One-point Functions in AdS/dCFT from Matrix Product States

TL;DR

This paper derives a determinant formula for one-point functions in defect CFTs dual to D3-D5 brane systems, linking Bethe states and matrix product states, and explores their relation via transfer matrices and Baxter Q-operators.

Contribution

It provides a closed, determinant expression for one-point functions for any flux parameter k, connecting matrix product states for different k values and relating them through transfer matrices and Q-operators.

Findings

Determinant formula valid for all k values.

Recursive relations between matrix product states for different k.

Evidence of relations between matrix product states via Baxter's Q-operators.

Abstract

One-point functions of certain non-protected scalar operators in the defect CFT dual to the D3-D5 probe brane system with k units of world volume flux can be expressed as overlaps between Bethe eigenstates of the Heisenberg spin chain and a matrix product state.
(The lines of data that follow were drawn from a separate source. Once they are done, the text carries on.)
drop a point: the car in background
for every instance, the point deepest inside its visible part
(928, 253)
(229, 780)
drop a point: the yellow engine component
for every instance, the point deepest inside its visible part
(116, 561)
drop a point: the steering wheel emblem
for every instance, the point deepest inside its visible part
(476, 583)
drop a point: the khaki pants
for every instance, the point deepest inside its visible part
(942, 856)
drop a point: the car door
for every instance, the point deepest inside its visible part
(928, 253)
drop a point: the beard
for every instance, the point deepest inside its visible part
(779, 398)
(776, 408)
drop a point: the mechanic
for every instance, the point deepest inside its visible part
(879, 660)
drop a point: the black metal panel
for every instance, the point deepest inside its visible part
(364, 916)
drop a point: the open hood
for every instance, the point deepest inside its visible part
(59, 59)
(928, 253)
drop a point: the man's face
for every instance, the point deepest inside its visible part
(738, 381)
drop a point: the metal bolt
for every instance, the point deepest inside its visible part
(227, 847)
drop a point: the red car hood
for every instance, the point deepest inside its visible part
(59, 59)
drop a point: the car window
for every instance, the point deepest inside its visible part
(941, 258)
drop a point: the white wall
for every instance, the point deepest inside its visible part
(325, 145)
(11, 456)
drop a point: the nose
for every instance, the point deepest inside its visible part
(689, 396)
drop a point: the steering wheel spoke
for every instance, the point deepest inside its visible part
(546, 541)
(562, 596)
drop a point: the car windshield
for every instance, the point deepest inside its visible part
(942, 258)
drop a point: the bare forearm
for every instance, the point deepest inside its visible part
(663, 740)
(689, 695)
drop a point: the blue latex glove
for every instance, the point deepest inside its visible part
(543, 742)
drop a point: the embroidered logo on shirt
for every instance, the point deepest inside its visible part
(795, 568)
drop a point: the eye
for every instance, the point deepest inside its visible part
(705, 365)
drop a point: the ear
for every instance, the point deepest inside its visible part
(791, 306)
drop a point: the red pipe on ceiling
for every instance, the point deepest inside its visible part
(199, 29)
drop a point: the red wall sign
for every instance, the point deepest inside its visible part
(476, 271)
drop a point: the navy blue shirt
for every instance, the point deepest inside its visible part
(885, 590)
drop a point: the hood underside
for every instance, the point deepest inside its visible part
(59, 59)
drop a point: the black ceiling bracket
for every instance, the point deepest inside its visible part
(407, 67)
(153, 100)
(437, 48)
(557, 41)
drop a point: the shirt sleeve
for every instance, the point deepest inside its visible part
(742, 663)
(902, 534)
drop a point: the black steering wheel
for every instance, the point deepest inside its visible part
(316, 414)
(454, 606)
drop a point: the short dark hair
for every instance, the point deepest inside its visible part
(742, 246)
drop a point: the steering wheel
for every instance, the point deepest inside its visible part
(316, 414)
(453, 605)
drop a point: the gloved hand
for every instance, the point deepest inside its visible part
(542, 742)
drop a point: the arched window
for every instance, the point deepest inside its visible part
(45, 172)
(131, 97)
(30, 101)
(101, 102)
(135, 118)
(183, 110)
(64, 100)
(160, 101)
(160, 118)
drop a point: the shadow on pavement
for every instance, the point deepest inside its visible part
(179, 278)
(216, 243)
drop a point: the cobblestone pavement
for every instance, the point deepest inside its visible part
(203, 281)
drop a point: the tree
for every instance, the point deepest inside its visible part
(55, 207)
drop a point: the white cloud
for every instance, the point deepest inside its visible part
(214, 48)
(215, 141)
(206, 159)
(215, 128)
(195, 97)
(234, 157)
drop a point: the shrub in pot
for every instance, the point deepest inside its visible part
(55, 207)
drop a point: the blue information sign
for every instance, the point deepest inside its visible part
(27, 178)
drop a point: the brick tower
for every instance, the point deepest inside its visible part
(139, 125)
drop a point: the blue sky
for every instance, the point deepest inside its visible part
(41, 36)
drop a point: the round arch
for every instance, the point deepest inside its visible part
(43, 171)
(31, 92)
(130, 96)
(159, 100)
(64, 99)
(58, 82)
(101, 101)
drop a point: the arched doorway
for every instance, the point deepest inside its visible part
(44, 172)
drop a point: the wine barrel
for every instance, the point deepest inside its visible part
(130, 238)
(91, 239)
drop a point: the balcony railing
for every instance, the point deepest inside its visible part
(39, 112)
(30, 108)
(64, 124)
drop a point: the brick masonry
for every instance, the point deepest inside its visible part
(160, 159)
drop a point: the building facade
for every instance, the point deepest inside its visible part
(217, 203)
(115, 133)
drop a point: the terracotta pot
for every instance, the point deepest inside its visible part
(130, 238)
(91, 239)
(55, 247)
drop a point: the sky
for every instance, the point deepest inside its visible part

We present a closed expression of determinant form for these one-point functions, valid for any value of k. The determinant formula factorizes into the k=2 result times a k-dependent prefactor. Making use of the transfer matrix of the Heisenberg spin chain we recursively relate the matrix product state for higher even and odd k to the matrix product state for k=2 and k=3 respectively. We furthermore find evidence that the matrix product states for k=2 and k=3 are related via a ratio of Baxter's Q-operators. The general k formula has an interesting thermodynamical limit involving a non-trivial scaling of k, which indicates that the match between string and field theory one-point functions found for chiral primaries might be tested for non-protected operators as well. We revisit the string computation for chiral primaries and discuss how it can be extended to non-protected operators.